Facebook launched fourteen years ago. The initial users can scroll back to 2004 and see the benign, “what was I wearing?” mistakes to the more significant questionable things they wrote or captured in photos years ago. And perhaps as this experience becomes more universal, we as a culture get to move closer to Rumi’s field, which is the place of ultimate forgiveness. Perhaps we get to view our past selves, in a more charitable way, like Parker Palmer. And instead of cringing at our faux-pas or shrinking with guilt or shame from the things we once did that now feel unconscionable, we get to be kinder to our past selves, and to the past selves of people around us, precisely because we get to see that mistakes are universal. And maybe instead of mistakes making us shrink they will be, as Palmer suggests, "humus or compost for the growing we need to do." 
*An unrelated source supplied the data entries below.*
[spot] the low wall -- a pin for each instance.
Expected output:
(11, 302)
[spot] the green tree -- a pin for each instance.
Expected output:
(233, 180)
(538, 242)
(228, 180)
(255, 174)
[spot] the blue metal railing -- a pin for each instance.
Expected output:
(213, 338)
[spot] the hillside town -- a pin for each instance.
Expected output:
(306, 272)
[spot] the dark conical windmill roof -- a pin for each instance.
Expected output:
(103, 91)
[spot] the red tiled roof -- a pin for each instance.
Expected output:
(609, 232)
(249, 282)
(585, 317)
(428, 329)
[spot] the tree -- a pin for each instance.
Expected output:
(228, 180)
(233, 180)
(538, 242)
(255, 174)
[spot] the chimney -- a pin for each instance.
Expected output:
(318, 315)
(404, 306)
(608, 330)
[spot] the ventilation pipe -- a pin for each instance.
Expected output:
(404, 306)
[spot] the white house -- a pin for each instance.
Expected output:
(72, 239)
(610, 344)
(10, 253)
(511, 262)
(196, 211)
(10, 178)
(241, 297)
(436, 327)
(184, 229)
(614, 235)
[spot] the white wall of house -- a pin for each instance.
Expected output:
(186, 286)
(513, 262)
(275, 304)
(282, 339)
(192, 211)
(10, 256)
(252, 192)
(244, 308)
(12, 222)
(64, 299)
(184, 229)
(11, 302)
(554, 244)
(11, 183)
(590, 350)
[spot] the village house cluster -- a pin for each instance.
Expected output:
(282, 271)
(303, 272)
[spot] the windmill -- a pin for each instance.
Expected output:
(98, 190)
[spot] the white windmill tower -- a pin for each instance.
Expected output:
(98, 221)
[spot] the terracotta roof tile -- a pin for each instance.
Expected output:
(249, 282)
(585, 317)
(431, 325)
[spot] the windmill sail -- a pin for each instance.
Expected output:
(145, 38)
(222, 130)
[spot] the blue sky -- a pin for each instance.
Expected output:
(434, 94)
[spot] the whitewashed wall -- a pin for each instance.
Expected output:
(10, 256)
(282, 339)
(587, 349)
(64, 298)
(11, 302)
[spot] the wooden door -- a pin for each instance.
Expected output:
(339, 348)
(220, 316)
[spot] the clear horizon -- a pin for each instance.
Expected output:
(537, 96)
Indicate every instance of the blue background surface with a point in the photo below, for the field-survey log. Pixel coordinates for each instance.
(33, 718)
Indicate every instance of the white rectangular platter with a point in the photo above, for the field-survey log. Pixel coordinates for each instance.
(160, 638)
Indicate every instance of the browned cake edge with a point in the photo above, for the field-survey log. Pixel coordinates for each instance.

It feels like we’ve got a ways to go before we arrive to Rumi’s field. We are living in a call out culture at the moment, where mistakes can crucify you, and it’s never been easier to make a public mistake. There is a reckoning underway that is vital, only all too often it feels devoid of forgiveness.

Forgiveness starts at home, at the level of your own life. I wrote a blog post two years ago called, “Regrets,” where I talked about the things I had done in my life that made me ashamed to remember. The ways in which I’d hurt myself or someone else. In his blog post, Palmer writes, “Regret shuts life down. Humility opens it up.” Perhaps my own growth gets to be setting those old regrets down. Letting them rest. Truly believing, that they were “mistakes made by the self I had to be, Not able to be perhaps, what I wished.” That those mistakes were grist for the mill, shaping me into the person I am today. That the mill grinds on, and that my future self perhaps won't just grudgingly accept my present self, but will be grateful for who I am today, mistakes and all.